Стивен Ликок
Охотники за долларами
роман
Глава первая
НЕБОЛЬШОЙ ЗВАНЫЙ ОБЕД МИСТЕРА ЛУКУЛЛА ФАЙША
Мавзолей-клуб находится в самой спокойной части одной из наиболее населенных улиц города. Здание из белого камня построено в греческом стиле. Вокруг него растут величественные вязы, на ветвях которых ютятся певчие
В ранние утренние часы на улице царит почти благоговейная тишина. Громадные машины без седоков, с одними шоферами, сонно двигаются по ней, возвращаясь к половине одиннадцатого домой, после того как отвезли в городские конторы тех из миллионеров, которые привыкли рано подниматься с постели. Лучи солнца, проникая сквозь ветви вязов, освещают дорого оплачиваемых нянь, катающих драгоценных детей в маленьких колясочках. Некоторые из детей стоят много, очень много миллионов. В Европе, без сомнения, вы можете увидеть на Унтерден-Линден или Елисейских полях маленького принца или принцессу, которым военный караул с трепетом отдает честь. Но это сущие пустяки. Это и наполовину не так внушительно, в настоящем смысле этого слова, как то, что вы можете наблюдать ежедневно по утрам на Плутория-авеню, возле Мавзолей-клуба, в самой тихой части города. Здесь вы можете лицезреть с трудом переваливающуюся на своих слабых ножках маленькую принцессу в кроличьем пальто, которой безраздельно принадлежат пятьсот винокуренных заводов. Здесь в лакированной колясочке прячется маленькая головка в капоре, руководящая из своей колыбельки всем Новым Трикотажным Синдикатом. Министр юстиции Соединенных Штатов качает колыбельку, где сидит младенец, которого он тщетно пытается заставить отказаться от синдикатской системы и согласиться с законными формами акционерной компании. Вблизи резвится ребенок четырех лет в костюмчике цвета хаки, объединяющий в своем лице две главные железнодорожные линии. Вы можете встретить здесь принцев и принцесс куда более реальных, чем те бедняжки, которые сохранились еще в Европе. Несть числа детям, которые трясут своими погремушками из слоновой кости, приветствуя друг друга. Миллионы долларов в гарантированных процентных бумагах весело смеются в детской колясочке-ходульке, подталкиваемой важной няней. И все это залито солнечными лучами, пробивающимися сквозь ветви вязов; и птицы щебечут, и моторы пыхтят, так что весь мир, доступный наблюдению с бульвара Плутория-авеню, кажется самым приятным местом, какое только можно себе вообразить.

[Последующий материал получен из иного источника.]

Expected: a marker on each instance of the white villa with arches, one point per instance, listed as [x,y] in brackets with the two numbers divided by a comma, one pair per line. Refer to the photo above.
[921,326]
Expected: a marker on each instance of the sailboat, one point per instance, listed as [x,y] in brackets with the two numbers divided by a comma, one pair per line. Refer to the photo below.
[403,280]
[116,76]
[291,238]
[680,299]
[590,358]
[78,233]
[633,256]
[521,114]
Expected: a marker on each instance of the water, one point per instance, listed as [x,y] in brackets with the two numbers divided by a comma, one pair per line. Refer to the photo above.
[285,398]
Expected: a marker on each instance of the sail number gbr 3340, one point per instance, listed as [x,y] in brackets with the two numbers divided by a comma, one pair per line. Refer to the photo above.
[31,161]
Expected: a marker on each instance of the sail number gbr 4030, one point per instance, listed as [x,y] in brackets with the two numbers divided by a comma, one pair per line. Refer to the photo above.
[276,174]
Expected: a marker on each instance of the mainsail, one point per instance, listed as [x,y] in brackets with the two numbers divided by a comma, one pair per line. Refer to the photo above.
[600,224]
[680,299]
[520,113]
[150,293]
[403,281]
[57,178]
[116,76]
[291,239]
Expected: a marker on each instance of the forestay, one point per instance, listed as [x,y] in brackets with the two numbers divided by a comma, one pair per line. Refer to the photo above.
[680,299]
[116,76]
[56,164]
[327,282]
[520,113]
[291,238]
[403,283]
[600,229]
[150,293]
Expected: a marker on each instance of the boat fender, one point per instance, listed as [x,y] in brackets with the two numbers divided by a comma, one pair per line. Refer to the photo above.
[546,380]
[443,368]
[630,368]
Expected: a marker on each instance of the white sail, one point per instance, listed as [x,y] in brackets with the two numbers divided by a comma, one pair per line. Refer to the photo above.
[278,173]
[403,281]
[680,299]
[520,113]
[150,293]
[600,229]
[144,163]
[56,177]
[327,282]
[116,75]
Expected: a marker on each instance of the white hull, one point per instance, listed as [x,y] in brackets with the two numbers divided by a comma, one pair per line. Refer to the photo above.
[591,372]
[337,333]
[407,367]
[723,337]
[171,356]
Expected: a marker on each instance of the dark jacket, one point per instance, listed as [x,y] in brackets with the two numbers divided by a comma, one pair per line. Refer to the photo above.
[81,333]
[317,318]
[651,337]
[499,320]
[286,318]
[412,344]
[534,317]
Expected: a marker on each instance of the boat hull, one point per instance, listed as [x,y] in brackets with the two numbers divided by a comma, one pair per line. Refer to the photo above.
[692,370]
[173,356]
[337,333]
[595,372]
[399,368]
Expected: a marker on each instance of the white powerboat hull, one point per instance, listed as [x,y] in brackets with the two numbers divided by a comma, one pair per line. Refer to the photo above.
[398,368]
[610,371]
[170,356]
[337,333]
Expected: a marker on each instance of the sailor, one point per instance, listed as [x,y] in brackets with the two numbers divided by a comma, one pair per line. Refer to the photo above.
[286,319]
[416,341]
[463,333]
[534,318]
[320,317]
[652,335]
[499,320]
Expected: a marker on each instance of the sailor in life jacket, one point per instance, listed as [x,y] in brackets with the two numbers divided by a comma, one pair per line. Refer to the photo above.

Дальше, как раз за Плутория-авеню и параллельно ей, деревьев уже нет; там начинается царство кирпича и камня. Даже с авеню видны верхушки небоскребов больших торговых улиц и слышен рев подземных железных дорог, вырабатывающих дивиденды. А на периферии город спускается еще ниже и подпирается и сжимается извилистыми улицами и маленькими домами грязных переулков.
В сущности, если вы взберетесь на крышу Мавзолей-клуба, что на Плутория-авеню, то сможете разглядеть оттуда грязные переулки Нижнего города. Но зачем вам это делать? С другой стороны, если вы никогда не станете лазить на крышу клуба, а будете только обедать внутри, между вязами, вы никогда не узнаете о существовании этих грязных улиц, — и это будет много лучше. В клуб ведет широкая лестница, такая пологая и столь тщательно устланная коврами, что физическое напряжение, необходимое для того, чтобы пройти расстояние от машины до дверей клуба, доведено до минимума. Богатые члены клуба не стыдятся подниматься по лестнице, ставя на каждую ступеньку сначала одну ногу, а затем и другую; в тяжелые же финансовые периоды, когда черное облако повисает над биржей, вы можете увидеть, как каждый из членов Мавзолей-клуба втаскивает себя наверх именно таким способом, причем в его беспокойных глазах видна безмолвная ажитация человека, жаждущего узнать, нельзя ли где-нибудь зацепить полмиллиона долларов.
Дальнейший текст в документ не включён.